Tierra Adentro

En la estepa una gacela huye de sus perseguidores, la tonalidad de su piel se confunde con la tierra amarillenta. Un grupo de soldados a bordo de una camioneta la persigue sin poder seguirle el paso; le disparan a la distancia pero las numerosas balas pasan sin rozarla. Polvareda con estruendos de kalashnikov entre pequeñas figuras talladas en madera que sirven como tiro al blanco y caen por su propio peso. Música de Amina Bouhafa que recorre los restos en astillas y que enmudece la mutilación; tambores y cuerdas que afligen cual azotes. Primera secuencia del cuarto largometraje del realizador mauritano Abderrahmane Sissako, Timbuktu, que no sólo plantea inicialmente el impulso destructor de mantener el miedo para conservar el orden, sino una abstracción sutil de protesta.

Tras la ocupación de Tombuctú por yihadistas, Kidane (Ibrahim Ahmed) —un ganadero humilde que vive con su esposa Satima (Toulou Kiki) y su hija de doce años Toya (Layla Walet)— decide permanecer en su hogar, a pesar de que sus vecinos se han ido en busca de un mejor escenario para su supervivencia, aun con el riesgo de someterse a los mandatos más que absurdos de los extremistas religiosos. El único bien material próspero que le resta a Kidane son ocho vacas que, en busca de agua, se meten a un lago colmado de redes de un pescador quien, al ver ocupado su espacio, mata a GPS, la vaca predilecta de la familia. Este acontecimiento desata el trágico porvenir de Kidane: tras enterarse de la muerte del animal, encuentra la solución a su indignación en una vieja pistola.

Las ramificaciones narrativas permiten dibujar los atropellos hipócritas por parte de los ocupantes hacia los nativos, entre la prohibición del consumo de cigarros, de hacer y escuchar música, así como la implementación del uso de calcetines y guantes para las mujeres fuera de casa: ofensas castigadas con numerosos latigazos para lo menos grave y con la lapidación pública para las faltas más severas. Sin ser prohibiciones propias para los verdugos, que a placer pueden o no seguir tales condiciones.

En el guión de Sissako y Kessen Tall, escrito entre árabe, francés, bambara y songhay, se desarrolla una serie de contextos que coadyuvan a colorear la localidad. Una proveedora de pescado se entrega a los militares que le piden usar guantes en la vía pú- blica, sin importar que el uso de éstos implique no poder vender. Sin más, ella les suplica que entonces le corten las manos.

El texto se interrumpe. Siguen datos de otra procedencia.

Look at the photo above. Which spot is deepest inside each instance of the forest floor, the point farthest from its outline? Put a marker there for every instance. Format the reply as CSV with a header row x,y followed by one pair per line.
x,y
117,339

Entretanto, la negativa de una mujer a la petición de los ocupantes yihadistas de querer casar a su joven hija con uno de sus miembros desata la ofensa grupal y propicia un castigo a latigazos para la madre, quien acompaña con cantos el dolor de los azotes. En medio de la intolerancia y el absurdo, la búsqueda nocturna de música, aceptada solamente si la dedicación es religiosa y digna de tal divinidad, lleva a los guardias a custodiar las azoteas de los habitantes; algunos despreocupados no rehúyen asistir a una velada bohemia que terminará en castigo.

Aunque Timbuktu sugiere una línea argumental entre la humanización de los personajes, valiéndose de referentes asibles en el cercano fundamentalismo islámico y el ambiente musulmán, la cinta, en contraste, no deja de proyectar una intrepidez visual lírica, que sumerge en algo más que realismo; las prohibiciones le abren el paso glorioso a la imaginación —Nadie sabe nada de gatos persas (Ghobadi, 2009)— que en una absoluta secuencia recrea un partido de futbol que es también un acuerdo de complicidad: equipo completo y adversarios se disputan a ras de suelo un balón imaginario. Construcción espacial afortunada con cada cambio de ángulo en manos del tunecino Sofian El Fani —La vida de Adèle, Kechiche (2013).

La película se sustenta en la dinámica de dirección, en el trabajo pulcro de edición (a cargo de Nadia Ben Rachid) y en las afortunadas tomas, por ejemplo durante la búsqueda de dignidad de Kidane. Desde la lejanía, el hombre se desplaza entre las aguas durante un ocaso que recuerda el paisaje y conclusión virtuosa de A través de los olivos (Kiarostami, 1994). Sin embargo, los recursos visuales confluyen en una última secuencia, cuando vemos a Satima al borde del desespero y a Toya en una carrera interminable por alcanzar a su padre; paralelismo con la imagen-motivo inicial de la gacela, entre un desfile de emociones que encarnan el desasosiego con un halo de expectación cuando la pantalla ennegrecida está por venir. Timbuktu es una reflexión sobre un espacio y un tiempo no tan lejano ni tan ajeno, que más que victimizar, bosqueja para luego dejar dolor en la huella.